В землянке у Завины горела плошка. Возле неструганного, сколоченного кое-как стола сидели Семейка с Кулечей. Отдуваясь, пили чай из оловянных кружек. В углу, на лавке, зевая и крестя бороду, полудремал Мартиан.

При появлении Козыревского все сразу оживились, ожидая от него новостей.

— Что там наверху? — первым подал голос Мартиан.

— То же самое, — с досадой ответил Иван. — Сидят себе тихо, нас стерегут.

— Говорила же я, чтоб убил его! — воскликнула Завина, сердито глядя на Семейку. — Вот он теперь пришёл!..

Семейка покраснел, обиженно отставив кружку.

— Кто ж его знал, что так выйдет? — в голосе Семейки с некоторых пор прорезался басок, и когда он обижался и говорил тихо, как сейчас, голос его казался густым, взрослым.

— Будет, будет, Завина! — вмешался Иван. — Канач ведь тоже не убил его. Друзья были, надо понимать... А теперь что ж... Не Канач, так другой вожак у здешних камчадалов нашёлся бы. Липин с Чириковым так озлобили здесь все стойбища, что нам о мире с ними всё равно не договориться.
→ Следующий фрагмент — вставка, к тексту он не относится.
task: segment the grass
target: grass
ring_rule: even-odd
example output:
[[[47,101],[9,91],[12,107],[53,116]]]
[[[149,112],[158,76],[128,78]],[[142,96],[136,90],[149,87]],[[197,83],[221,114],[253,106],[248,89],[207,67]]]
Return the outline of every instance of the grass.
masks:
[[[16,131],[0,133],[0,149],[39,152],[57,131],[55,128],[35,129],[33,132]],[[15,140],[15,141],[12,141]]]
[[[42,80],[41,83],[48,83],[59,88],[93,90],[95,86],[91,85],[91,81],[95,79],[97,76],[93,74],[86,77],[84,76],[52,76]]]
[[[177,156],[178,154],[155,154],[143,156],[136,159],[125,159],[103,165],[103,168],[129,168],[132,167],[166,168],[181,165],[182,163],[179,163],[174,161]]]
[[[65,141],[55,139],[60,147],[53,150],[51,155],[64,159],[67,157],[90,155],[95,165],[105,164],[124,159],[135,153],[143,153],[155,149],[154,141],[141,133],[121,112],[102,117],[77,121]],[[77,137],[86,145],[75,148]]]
— Истинно так, Иване, — подал голос Мартиан. — Всякое стадо находит своего пастыря. Рассеем с божьей помощью неприятеля.

— Попробую завтра утром ещё раз Канача вызвать на переговоры, — сказал Семейка.

— Попробуй, — согласился Козыревский. — Только не очень надейся. Канач ведь сын Карымчи. А тот и Большерецк сжёг, чтобы ему тут насильничать было вольготно. Канач, как и его отец, надо думать, копью своему молится. Теперь он, приведя такую тучу воинов, считает нас лёгкой добычей и ни за что не согласится на мир.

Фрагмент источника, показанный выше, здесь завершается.